Creatch Battler by Mark Crilley

Billy Clikk’s just your ordinary, run-of-the-mill . . . hero? A guy whose hobbies include skateboarding, extreme mountain biking—and a brand of snowboarding he wishes would include a few good old-fashioned body slams. Unfortunately, 12-year-old Billy’s boring home town of Piffling, Indiana, will probably never host the X Games. But that doesn’t stop him from bungee jumping off a bridge and winning the X-Sports Challenge in front of Dave’s Cycle and Fitness.

Then one day, things suddenly get more interesting. Billy discovers his insect-exterminating parents—supposedly the best in Piffling—have been living a double life. In just a few short hours, he’s sucked into a world that his parents have been trying to hide from him. And this world is much bigger, stranger, and scarier than the one he left behind. How could his own dull parents have so many secrets that even their secrets have secrets?
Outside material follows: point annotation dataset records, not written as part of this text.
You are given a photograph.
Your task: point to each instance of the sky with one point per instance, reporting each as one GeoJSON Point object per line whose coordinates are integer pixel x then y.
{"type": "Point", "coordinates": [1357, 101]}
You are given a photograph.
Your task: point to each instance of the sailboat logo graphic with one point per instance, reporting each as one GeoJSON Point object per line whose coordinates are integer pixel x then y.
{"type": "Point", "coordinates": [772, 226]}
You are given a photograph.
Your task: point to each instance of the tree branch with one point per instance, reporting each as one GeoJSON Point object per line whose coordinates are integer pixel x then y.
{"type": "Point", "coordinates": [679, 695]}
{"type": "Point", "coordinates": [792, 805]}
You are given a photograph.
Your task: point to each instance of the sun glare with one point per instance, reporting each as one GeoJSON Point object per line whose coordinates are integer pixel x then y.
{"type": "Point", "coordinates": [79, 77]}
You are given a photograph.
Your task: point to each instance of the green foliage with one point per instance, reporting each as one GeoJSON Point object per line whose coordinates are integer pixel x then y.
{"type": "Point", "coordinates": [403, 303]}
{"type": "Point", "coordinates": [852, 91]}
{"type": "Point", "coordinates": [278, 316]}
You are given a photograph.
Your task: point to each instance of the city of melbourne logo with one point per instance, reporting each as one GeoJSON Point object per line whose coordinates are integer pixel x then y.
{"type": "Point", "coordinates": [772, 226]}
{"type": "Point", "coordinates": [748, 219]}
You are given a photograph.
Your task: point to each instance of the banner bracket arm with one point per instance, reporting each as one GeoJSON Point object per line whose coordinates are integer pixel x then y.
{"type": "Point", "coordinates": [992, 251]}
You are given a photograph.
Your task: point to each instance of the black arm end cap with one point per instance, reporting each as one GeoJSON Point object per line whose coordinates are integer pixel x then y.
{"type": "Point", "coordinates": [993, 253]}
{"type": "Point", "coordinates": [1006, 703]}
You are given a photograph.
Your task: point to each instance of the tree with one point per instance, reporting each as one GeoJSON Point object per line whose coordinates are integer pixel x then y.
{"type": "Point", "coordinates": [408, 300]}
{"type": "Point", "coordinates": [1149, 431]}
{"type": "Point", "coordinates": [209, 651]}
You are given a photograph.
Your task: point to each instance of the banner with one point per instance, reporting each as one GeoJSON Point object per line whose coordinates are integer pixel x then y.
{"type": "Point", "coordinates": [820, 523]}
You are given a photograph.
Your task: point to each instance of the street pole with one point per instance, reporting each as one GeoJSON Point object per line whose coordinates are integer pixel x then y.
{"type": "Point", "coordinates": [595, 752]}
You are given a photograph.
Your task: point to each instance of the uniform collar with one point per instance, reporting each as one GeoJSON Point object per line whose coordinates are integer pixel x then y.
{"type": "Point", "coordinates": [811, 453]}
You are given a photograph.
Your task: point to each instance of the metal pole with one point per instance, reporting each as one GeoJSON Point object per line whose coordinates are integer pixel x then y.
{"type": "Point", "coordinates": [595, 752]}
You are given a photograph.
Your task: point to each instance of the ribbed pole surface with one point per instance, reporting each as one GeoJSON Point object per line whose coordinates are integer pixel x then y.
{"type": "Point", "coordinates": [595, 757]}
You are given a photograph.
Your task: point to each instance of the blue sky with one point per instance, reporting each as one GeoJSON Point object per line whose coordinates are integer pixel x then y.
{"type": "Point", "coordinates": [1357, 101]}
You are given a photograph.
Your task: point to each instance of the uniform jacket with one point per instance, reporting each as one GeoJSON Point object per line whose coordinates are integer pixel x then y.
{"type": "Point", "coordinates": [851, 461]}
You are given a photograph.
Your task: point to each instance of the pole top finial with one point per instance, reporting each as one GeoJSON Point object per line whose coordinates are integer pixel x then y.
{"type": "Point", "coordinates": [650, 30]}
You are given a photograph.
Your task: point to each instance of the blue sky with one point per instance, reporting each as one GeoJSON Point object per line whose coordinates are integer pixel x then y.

On the bright side, this could be Billy’s chance to fight some real bad guys: the huge kind with teeth and too many hairy tentacles to count. Within a few hours of learning the truth, he’s flying to India and testing out some very cool James Bond–style gadgetry, things no average 12-year-old can even imagine. But before Billy can fight alongside his parents, he’ll have to prove himself. Being a hero doesn’t always mean getting the bad guy—sometimes it means keeping a cool head to figure out what’s really going on. And at the end of the day, Billy just might get to save the world—or go down trying.